Reportagem: Carlos Mandujano / AFP
Anormalmente quentes para esta época do ano, as águas do Pacífico trazem um alerta às praias: o El Niño já começou e deve ser o mais intenso em décadas, uma sentença de fome e morte para as iguanas marinhas negras do arquipélago equatoriano das Galápagos.
Na areia branca da Ilha de Santa Cruz, transbordam exemplares de "Amblyrhynchus cristatus", que podem viver até 60 anos. É uma espécie única, de aparência pré-histórica e uma das mais ameaçadas pelo aumento da temperatura da superfície do oceano associado ao fenómeno climático El Niño, que também enfraquece os ventos e gera fortes chuvas.

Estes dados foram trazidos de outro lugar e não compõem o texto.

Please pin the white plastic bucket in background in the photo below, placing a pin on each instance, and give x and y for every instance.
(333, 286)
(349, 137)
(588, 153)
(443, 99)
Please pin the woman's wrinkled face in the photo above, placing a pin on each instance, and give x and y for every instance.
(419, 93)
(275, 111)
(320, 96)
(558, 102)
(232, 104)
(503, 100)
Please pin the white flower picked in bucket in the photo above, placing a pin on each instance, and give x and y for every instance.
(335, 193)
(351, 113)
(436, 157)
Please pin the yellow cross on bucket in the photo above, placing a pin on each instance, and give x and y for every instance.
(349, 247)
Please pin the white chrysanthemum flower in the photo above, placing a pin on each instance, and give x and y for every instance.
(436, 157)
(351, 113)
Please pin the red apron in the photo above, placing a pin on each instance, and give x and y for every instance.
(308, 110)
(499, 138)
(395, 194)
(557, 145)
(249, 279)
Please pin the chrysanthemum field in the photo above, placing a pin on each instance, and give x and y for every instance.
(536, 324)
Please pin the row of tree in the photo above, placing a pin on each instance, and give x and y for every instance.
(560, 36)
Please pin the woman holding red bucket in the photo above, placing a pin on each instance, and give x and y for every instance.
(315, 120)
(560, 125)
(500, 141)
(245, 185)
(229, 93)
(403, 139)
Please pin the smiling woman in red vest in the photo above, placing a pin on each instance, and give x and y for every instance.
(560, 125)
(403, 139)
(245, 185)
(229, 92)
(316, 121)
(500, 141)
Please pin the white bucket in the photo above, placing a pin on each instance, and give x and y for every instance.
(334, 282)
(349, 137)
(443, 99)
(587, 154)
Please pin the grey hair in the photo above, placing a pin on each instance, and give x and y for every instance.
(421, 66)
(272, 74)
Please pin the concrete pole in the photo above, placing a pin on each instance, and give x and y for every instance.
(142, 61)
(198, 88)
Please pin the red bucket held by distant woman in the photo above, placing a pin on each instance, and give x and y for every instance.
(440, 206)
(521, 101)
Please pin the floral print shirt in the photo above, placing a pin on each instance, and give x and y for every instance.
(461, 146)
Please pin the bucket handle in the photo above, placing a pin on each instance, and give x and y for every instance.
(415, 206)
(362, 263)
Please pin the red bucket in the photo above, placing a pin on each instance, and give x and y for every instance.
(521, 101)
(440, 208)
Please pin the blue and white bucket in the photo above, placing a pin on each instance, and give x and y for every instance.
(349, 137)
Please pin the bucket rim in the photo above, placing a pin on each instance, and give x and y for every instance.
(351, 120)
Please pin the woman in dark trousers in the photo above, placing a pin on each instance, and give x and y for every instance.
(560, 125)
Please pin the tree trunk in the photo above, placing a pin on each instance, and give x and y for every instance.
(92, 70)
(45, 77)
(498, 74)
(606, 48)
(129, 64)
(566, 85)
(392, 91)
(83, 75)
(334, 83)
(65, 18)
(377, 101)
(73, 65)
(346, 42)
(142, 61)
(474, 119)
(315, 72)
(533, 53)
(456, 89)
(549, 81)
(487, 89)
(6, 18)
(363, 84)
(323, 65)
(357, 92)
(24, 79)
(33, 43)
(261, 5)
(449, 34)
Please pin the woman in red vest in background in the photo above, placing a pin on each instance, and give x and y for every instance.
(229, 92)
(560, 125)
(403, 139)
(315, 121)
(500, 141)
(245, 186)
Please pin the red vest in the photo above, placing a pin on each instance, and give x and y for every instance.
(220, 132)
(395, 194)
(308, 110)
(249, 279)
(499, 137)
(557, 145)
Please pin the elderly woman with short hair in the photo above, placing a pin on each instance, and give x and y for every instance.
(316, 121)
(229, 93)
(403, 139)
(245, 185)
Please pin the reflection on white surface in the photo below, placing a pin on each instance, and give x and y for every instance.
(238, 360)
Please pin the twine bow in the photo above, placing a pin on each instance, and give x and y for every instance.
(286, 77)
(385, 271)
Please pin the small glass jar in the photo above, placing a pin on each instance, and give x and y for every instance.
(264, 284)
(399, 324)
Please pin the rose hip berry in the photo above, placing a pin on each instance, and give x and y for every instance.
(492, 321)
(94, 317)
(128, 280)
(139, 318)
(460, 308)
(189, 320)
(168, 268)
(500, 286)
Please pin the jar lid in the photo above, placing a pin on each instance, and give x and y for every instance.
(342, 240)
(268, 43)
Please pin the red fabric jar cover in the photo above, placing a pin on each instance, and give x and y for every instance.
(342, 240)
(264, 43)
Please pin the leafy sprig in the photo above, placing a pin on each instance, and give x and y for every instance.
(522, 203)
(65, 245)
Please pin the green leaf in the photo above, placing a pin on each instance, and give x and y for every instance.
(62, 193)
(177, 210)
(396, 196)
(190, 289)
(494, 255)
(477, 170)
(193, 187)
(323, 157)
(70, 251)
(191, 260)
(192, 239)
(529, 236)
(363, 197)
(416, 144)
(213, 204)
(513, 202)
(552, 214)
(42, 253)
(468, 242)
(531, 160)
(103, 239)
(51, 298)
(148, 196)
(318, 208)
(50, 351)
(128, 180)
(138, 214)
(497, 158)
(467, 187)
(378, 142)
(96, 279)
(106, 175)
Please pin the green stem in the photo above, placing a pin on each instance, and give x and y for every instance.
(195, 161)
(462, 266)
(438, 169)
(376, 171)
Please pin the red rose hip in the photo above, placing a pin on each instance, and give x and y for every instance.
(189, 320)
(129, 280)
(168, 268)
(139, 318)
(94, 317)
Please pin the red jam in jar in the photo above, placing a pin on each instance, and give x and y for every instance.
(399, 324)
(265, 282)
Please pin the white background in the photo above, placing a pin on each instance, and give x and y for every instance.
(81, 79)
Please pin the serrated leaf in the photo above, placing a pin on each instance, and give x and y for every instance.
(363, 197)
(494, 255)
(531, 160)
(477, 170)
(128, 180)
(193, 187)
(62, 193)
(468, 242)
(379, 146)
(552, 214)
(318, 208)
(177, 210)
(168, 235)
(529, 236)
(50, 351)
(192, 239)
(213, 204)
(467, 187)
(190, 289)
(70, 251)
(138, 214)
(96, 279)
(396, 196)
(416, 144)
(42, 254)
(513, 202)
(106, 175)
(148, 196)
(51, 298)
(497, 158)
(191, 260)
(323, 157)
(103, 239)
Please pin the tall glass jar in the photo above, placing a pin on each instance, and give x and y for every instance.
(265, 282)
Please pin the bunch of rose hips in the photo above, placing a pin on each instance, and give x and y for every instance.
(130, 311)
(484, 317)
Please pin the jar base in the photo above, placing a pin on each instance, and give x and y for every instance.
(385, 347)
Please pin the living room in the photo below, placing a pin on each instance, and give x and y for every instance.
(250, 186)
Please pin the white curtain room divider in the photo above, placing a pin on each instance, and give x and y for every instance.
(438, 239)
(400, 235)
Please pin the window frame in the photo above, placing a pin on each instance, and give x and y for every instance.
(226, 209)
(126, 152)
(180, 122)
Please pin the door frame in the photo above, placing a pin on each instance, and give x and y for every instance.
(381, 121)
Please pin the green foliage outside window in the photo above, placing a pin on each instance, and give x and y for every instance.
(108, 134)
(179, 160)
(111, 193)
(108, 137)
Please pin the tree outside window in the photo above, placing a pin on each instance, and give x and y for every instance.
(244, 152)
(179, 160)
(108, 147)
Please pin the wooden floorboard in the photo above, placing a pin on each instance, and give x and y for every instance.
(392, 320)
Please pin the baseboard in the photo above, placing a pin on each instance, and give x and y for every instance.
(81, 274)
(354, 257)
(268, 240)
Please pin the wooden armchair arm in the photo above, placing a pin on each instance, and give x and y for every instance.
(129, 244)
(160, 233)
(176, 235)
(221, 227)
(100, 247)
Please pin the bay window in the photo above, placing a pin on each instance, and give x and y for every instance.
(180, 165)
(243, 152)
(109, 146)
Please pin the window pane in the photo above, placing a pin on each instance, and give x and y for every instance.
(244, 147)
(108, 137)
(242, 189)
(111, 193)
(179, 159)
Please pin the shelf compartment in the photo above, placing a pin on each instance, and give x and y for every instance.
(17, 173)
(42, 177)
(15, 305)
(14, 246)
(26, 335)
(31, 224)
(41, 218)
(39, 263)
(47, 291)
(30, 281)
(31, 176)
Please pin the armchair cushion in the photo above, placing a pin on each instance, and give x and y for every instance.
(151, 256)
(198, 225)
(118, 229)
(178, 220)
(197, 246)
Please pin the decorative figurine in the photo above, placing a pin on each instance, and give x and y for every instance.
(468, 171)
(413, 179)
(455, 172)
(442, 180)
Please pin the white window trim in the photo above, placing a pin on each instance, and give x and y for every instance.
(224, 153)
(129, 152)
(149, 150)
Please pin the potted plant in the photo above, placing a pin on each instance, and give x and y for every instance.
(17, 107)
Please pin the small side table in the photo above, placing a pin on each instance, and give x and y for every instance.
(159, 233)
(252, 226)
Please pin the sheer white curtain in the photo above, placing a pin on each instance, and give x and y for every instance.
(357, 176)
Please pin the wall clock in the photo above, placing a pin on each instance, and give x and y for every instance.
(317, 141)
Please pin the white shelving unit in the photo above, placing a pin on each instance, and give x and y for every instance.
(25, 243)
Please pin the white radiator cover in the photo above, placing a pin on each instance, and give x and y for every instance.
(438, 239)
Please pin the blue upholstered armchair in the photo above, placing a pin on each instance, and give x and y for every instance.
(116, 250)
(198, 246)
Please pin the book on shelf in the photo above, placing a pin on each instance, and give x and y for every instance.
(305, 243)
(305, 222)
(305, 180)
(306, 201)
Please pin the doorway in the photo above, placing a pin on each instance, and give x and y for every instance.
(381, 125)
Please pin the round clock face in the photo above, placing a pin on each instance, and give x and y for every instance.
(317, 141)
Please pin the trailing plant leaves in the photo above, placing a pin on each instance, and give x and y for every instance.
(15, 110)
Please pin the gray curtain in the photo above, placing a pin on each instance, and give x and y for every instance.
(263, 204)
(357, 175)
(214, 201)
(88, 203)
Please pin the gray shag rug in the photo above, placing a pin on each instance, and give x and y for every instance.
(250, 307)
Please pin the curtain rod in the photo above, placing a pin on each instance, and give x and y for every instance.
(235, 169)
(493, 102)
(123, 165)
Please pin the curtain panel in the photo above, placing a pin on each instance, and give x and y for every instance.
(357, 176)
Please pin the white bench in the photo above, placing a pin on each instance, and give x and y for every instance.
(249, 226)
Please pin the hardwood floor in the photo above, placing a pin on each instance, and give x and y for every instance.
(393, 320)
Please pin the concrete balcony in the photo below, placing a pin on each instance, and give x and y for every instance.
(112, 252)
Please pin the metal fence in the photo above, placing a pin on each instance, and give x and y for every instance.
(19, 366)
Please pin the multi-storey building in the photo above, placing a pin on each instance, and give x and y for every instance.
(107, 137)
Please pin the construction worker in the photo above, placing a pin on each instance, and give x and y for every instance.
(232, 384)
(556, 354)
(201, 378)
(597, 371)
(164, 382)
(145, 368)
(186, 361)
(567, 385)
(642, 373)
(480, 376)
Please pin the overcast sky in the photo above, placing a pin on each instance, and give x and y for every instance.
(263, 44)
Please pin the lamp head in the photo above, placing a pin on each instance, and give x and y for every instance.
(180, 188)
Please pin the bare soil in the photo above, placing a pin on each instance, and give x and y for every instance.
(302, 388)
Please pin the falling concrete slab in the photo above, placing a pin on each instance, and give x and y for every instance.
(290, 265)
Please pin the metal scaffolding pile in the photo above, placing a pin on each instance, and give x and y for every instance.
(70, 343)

É um evento "que assolou permanentemente Galápagos", afirma o diretor do Parque Nacional de Galápagos, Danny Rueda, em entrevista à AFP.
No entanto, a sua intensidade e frequência variam. Em 1982, o El Niño emitiu um primeiro alerta de fúria e, em 1997, branqueou colónias inteiras de corais e causou estragos na vida animal das ilhas que inspiraram a teoria da evolução de Darwin.
"Este seria, possivelmente, de acordo com as previsões, o terceiro fenómeno El Niño com esta magnitude igual aos anteriores", diz Rueda, com preocupação.
A Administração Oceânica e Atmosférica dos Estados Unidos (NOAA, na sigla em inglês) anunciou o início do El Niño a 8 de junho, alertando que "poderia gerar novos recordes de temperatura" em certas regiões.
No passado, o El Niño reduziu a população de pinguins e cormorões em 30%. Também afetou leões marinhos das Galápagos e iguanas marinhas, as quatro espécies mais vulneráveis do arquipélago.
Normalmente, nesta época do ano deve haver uma "entrada de água fria, mas ainda temos água muito quente", observa Rueda.
Perda de tamanho e peso
O acompanhamento da população animal permitirá determinar a intensidade do El Niño, que ocorre em média a cada dois a sete anos e costuma durar entre nove a 12 meses.
Devido a um menor "êxito reprodutivo" destas espécies, explica Rueda, estamos "a falar de um fenómeno El Niño (…), no âmbito da conservação, com um efeito muito grave".
Embora se trate de um fenómeno climático natural, o atual episódio insere-se "no contexto de um clima modificado pelas atividades humanas", alerta a Organização Meteorológica Mundial (OMM).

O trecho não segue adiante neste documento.